Vu le thème, il était important de trouver un maximum de collaborations. Sur un territoire comme celui de notre Région, il faut unir nos forces et maintenir le dialogue entre Bruxellois au-delà de nos appartenances communautaires et des différents niveaux de pouvoir. Ce que nous mettons en place n’aurait pas été possible il y a encore quelques années. Mais la vision des responsables politiques bruxellois a changé.
 
AI : La diversité culturelle est une richesse à promouvoir, notamment à travers la politique culturelle. Cependant cette évidence n’est pas partagée par tous... Comment faites-vous pour la défendre malgré tout ?

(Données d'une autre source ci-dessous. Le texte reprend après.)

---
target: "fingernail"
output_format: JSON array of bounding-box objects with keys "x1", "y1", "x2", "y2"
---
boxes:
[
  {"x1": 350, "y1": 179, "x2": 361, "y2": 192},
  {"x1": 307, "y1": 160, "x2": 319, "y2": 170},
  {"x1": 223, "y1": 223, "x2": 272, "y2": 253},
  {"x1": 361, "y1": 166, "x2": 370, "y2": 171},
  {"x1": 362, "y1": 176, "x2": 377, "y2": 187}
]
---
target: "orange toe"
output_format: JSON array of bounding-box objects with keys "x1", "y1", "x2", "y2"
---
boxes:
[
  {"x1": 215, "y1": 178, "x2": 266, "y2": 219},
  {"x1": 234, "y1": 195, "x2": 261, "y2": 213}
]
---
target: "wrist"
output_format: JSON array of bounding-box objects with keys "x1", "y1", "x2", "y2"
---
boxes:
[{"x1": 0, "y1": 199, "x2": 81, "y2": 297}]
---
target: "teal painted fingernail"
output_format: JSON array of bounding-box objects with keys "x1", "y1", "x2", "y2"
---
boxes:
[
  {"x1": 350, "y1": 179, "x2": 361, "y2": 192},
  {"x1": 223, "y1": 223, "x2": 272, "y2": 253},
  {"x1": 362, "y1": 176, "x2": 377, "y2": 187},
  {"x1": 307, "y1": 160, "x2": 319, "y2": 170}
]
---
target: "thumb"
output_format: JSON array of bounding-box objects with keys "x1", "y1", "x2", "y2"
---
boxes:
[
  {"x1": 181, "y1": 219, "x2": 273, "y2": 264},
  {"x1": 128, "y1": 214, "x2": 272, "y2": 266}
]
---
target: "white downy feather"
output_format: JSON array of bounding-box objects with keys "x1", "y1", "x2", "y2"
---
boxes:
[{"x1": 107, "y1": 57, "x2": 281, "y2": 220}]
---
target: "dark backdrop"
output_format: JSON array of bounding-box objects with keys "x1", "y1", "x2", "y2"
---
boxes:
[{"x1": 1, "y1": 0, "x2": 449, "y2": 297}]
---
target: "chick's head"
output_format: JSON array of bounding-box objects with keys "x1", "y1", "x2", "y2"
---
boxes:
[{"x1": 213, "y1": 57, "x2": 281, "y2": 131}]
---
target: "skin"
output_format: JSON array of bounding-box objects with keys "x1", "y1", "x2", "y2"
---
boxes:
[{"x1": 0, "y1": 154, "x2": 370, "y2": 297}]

Fadila Laanan : Il est vrai que des tendances idéologiques contraires s’affrontent de manière forte en Région bruxelloise. Le discours ambiant favorise les simplismes, les préjugés de tous bords et le rejet de la différence. Or, ce discours de type populiste est d’une efficacité redoutable, parce qu’il joue sur les peurs et les réflexes de base. Le travail que nous devons mener pour promouvoir cette culture de la Diversité suppose donc une vigilance de chaque instant et un effort dans la durée. Nos meilleures armes sont l’éducation et la culture, mais il s’agit bien sûr d’un projet sur le long terme.

Rachid Madrane : J’ai fait de la diversité un axe fort de la politique en Promotion de Bruxelles. Bruxelles est une ville laboratoire, où peut se vivre une diversité positive, même si elle n’est pas sans tensions – je ne vais pas les nier. Mais l’identité bruxelloise est faite de multiples facettes que je veux mettre en lumière pour en montrer la richesse.

Mixity est un plaidoyer pour la défense de la diversité. C’est une fenêtre ouverte sur une diversité positive, heureuse. Ma volonté, c’est d’intéresser à la fois le touriste, le fonctionnaire européen, le Flamand, le Wallon, le Bruxellois, pour le convaincre de cette richesse.